La Démocratie Directe contre le Populisme


Pour lutter contre le populisme actuel, il faut donner au peuple la possibilité de s’exprimer régulièrement en instaurant des référendums. C’est la thèse simple que défend dans l’ouvrage cité, publié en février 2020, John Matsusaka.

 

Les raisons de la montée en puissance des populistes

Sur fond de ressentiment social, monte une vague populiste qui déstabilise les démocraties du monde entier. En Italie, en Hongrie, en Autriche ou au Brésil, les populistes ont ou ont eu le pouvoir. Pour remporter les élections, ces populistes ont pointé du doigt le fait qu’aujourd’hui le pouvoir échappait aux citoyens ordinaires.
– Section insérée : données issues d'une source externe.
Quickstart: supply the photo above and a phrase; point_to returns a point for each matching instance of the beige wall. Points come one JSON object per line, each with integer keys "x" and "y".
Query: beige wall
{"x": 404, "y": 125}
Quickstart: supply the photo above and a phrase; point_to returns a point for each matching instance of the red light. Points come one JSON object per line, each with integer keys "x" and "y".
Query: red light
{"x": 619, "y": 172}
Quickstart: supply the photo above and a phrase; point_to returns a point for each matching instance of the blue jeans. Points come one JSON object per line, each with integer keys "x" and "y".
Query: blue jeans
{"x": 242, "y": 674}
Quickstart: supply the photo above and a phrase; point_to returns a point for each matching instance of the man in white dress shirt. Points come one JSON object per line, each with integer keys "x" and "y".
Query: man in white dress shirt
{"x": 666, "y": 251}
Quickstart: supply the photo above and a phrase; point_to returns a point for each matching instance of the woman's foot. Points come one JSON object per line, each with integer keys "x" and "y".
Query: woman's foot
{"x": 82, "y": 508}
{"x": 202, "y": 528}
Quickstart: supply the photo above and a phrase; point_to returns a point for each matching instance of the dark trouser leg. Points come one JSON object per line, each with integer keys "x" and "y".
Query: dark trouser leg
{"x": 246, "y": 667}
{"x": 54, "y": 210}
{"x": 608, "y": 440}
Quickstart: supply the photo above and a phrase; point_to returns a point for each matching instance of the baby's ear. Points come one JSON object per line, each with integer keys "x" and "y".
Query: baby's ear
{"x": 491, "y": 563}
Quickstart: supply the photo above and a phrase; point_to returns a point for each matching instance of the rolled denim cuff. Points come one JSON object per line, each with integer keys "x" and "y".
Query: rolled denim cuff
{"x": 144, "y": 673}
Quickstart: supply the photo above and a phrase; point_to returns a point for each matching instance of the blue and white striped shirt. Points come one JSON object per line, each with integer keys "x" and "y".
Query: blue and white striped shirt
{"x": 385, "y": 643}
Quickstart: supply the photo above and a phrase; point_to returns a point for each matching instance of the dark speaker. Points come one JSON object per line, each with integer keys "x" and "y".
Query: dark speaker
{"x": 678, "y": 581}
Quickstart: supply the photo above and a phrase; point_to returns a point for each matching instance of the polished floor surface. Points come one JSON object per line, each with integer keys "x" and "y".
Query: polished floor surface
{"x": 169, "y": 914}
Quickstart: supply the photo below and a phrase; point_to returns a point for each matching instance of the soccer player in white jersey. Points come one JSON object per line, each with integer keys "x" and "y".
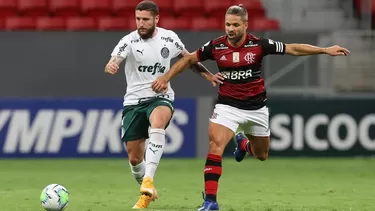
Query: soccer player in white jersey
{"x": 148, "y": 52}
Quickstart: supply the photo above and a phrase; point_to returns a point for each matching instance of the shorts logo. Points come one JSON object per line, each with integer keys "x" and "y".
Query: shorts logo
{"x": 250, "y": 57}
{"x": 164, "y": 52}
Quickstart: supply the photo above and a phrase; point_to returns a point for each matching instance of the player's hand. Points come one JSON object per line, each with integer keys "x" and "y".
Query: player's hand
{"x": 337, "y": 51}
{"x": 218, "y": 78}
{"x": 160, "y": 85}
{"x": 111, "y": 68}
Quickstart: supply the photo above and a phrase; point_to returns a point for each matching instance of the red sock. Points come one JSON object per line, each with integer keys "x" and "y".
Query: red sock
{"x": 246, "y": 146}
{"x": 212, "y": 173}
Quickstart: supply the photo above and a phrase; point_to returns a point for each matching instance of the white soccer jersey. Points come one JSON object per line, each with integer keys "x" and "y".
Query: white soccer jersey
{"x": 145, "y": 61}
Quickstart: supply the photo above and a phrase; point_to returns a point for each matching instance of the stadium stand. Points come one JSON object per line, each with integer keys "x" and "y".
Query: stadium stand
{"x": 77, "y": 15}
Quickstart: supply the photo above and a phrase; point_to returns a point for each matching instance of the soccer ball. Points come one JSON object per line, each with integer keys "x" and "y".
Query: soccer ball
{"x": 54, "y": 197}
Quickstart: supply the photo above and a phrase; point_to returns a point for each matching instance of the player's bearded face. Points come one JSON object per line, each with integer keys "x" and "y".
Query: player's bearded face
{"x": 235, "y": 28}
{"x": 146, "y": 23}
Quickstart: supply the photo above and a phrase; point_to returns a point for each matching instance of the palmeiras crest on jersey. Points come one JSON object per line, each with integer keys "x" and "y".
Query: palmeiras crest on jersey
{"x": 250, "y": 57}
{"x": 164, "y": 52}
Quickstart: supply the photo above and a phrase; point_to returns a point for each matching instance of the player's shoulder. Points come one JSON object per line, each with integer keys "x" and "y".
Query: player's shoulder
{"x": 219, "y": 40}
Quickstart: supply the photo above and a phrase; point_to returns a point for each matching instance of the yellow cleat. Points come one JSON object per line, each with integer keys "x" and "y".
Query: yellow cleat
{"x": 143, "y": 202}
{"x": 147, "y": 188}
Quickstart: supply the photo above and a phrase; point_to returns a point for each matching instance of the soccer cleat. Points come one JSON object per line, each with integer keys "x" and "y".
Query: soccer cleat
{"x": 143, "y": 202}
{"x": 239, "y": 155}
{"x": 208, "y": 205}
{"x": 147, "y": 188}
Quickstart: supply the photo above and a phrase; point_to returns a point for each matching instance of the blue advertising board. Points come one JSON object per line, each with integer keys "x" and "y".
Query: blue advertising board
{"x": 87, "y": 127}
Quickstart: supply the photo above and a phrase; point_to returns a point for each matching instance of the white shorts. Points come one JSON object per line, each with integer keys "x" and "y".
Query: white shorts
{"x": 253, "y": 122}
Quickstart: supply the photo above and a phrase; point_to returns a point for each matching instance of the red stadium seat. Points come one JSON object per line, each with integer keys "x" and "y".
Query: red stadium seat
{"x": 50, "y": 24}
{"x": 254, "y": 8}
{"x": 33, "y": 7}
{"x": 218, "y": 8}
{"x": 203, "y": 24}
{"x": 112, "y": 24}
{"x": 189, "y": 8}
{"x": 65, "y": 8}
{"x": 124, "y": 8}
{"x": 80, "y": 24}
{"x": 263, "y": 24}
{"x": 19, "y": 24}
{"x": 8, "y": 8}
{"x": 173, "y": 23}
{"x": 165, "y": 7}
{"x": 96, "y": 8}
{"x": 131, "y": 24}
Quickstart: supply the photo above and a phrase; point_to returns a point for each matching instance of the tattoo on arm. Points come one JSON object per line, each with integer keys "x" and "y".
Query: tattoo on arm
{"x": 201, "y": 70}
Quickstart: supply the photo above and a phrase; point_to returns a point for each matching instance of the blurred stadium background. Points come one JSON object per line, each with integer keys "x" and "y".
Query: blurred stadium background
{"x": 56, "y": 102}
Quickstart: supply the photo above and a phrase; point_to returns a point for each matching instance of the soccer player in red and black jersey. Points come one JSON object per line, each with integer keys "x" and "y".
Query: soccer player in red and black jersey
{"x": 242, "y": 99}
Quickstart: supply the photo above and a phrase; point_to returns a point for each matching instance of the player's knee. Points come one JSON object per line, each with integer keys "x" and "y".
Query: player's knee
{"x": 262, "y": 156}
{"x": 135, "y": 160}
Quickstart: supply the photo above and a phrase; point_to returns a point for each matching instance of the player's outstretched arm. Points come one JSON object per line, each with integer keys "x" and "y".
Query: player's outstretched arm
{"x": 306, "y": 50}
{"x": 201, "y": 70}
{"x": 113, "y": 65}
{"x": 198, "y": 68}
{"x": 161, "y": 83}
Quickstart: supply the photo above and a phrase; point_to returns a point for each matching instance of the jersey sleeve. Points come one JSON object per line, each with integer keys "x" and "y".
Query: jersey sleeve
{"x": 122, "y": 48}
{"x": 178, "y": 45}
{"x": 272, "y": 47}
{"x": 205, "y": 52}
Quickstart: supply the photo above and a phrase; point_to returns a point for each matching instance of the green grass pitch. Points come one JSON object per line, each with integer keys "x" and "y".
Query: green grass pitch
{"x": 297, "y": 184}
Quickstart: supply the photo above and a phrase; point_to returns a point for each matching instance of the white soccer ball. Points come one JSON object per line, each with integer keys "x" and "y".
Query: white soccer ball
{"x": 54, "y": 197}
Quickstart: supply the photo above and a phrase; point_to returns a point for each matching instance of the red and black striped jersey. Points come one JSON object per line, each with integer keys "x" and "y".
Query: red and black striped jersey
{"x": 241, "y": 66}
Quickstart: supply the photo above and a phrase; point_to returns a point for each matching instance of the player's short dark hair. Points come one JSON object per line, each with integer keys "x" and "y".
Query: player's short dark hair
{"x": 148, "y": 5}
{"x": 238, "y": 10}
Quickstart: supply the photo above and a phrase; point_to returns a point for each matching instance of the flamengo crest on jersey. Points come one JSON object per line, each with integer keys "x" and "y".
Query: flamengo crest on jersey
{"x": 145, "y": 60}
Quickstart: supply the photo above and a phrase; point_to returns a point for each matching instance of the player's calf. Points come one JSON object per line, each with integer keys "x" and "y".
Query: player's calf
{"x": 135, "y": 149}
{"x": 256, "y": 146}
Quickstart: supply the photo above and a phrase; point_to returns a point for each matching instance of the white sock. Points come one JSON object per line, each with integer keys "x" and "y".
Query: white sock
{"x": 154, "y": 151}
{"x": 138, "y": 171}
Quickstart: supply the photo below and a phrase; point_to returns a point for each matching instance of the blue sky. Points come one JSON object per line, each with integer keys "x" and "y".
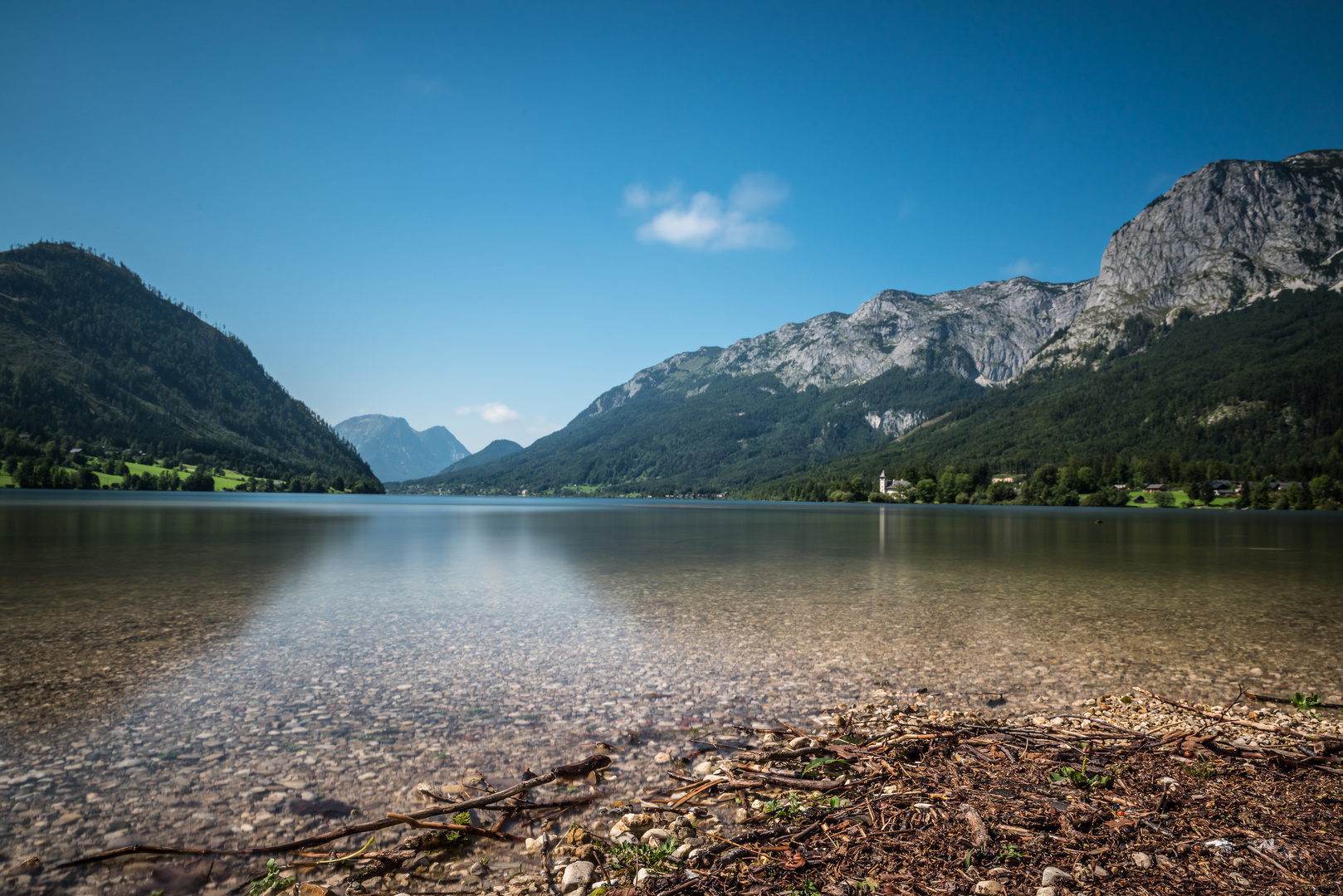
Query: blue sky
{"x": 484, "y": 215}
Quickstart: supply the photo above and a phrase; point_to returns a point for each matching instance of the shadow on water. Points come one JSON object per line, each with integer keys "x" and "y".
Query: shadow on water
{"x": 175, "y": 655}
{"x": 104, "y": 594}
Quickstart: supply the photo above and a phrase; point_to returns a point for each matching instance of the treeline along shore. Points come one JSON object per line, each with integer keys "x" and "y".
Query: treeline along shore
{"x": 32, "y": 462}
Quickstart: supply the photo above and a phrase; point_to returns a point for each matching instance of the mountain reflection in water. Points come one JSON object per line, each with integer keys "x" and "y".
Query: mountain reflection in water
{"x": 167, "y": 653}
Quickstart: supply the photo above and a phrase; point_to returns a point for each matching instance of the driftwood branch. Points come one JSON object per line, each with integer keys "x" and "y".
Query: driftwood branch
{"x": 349, "y": 830}
{"x": 1258, "y": 726}
{"x": 978, "y": 832}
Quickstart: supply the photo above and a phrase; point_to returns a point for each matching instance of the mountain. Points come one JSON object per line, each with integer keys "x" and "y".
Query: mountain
{"x": 1258, "y": 392}
{"x": 491, "y": 451}
{"x": 90, "y": 353}
{"x": 1223, "y": 238}
{"x": 397, "y": 451}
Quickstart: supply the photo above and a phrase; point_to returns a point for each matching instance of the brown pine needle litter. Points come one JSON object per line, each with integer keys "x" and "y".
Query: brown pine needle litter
{"x": 1132, "y": 794}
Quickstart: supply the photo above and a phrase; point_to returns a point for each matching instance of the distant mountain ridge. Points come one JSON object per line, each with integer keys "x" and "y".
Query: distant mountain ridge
{"x": 1223, "y": 238}
{"x": 491, "y": 451}
{"x": 398, "y": 451}
{"x": 89, "y": 353}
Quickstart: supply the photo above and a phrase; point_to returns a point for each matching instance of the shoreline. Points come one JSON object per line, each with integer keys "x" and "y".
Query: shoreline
{"x": 895, "y": 796}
Les citoyens sont d’ailleurs de plus en plus méfiants à l’égard des institutions qui les gouvernent. En 2017, selon l’institut de sondage Gallup, près de 57% des citoyens de l’Union Européenne déclaraient qu’ils n’avaient pas confiance en leur gouvernement.

Pour expliquer une telle défiance, deux raisons sont mises en avant :

Il semblerait que le peuple soit frustré par la difficulté des gouvernements à régler les problèmes économiques (chômage, inégalités) et irrité par les changements causés par la mondialisation (immigration, délocalisation).

 

Le discours populiste consiste à opposer le peuple et les élites qui ne se soucient plus des citoyens qui votent.

En 2016, Donald Trump a expliqué dans son discours à Charlotte : « J’ai décidé de faire campagne afin de rendre notre gouvernement au peuple ».

Bernie Sanders a lui aussi annoncé à plusieurs reprises vouloir gouverner pour tous les citoyens américains et non pas seulement pour les fameux « 1% les plus riches ».

Selon John Matsusaka, cette critique de la démocratie est tout à fait fondée. Pour lui, le pouvoir politique aux Etats-Unis se concentre de plus en plus dans quelques mains. Le pouvoir échappe donc au peuple, et cela pour plusieurs raisons :

 

Des exécutifs et leurs bureaucraties qui décident des lois

John Matsusaka estime que la grande majorité des lois aux États-Unis ne sont plus promulguées par les représentants élus du Congrès, mais bien par l’exécutif et son gouvernement.

 

L’auteur explique par exemple qu’en 2006, après avoir regardé un documentaire de Jean-Jacques Cousteau, le Président Bush a décidé de créer une réserve naturelle maritime au large des côtes hawaïennes. Il a interdit la pêche et toutes les autres activités susceptibles de nuire à l’environnement. A lui seul, il a décidé de créer une réserve naturelle cent fois plus grande que le parc Yosemite. Or, le Président Bush a agi unilatéralement sans l’accord du Congrès.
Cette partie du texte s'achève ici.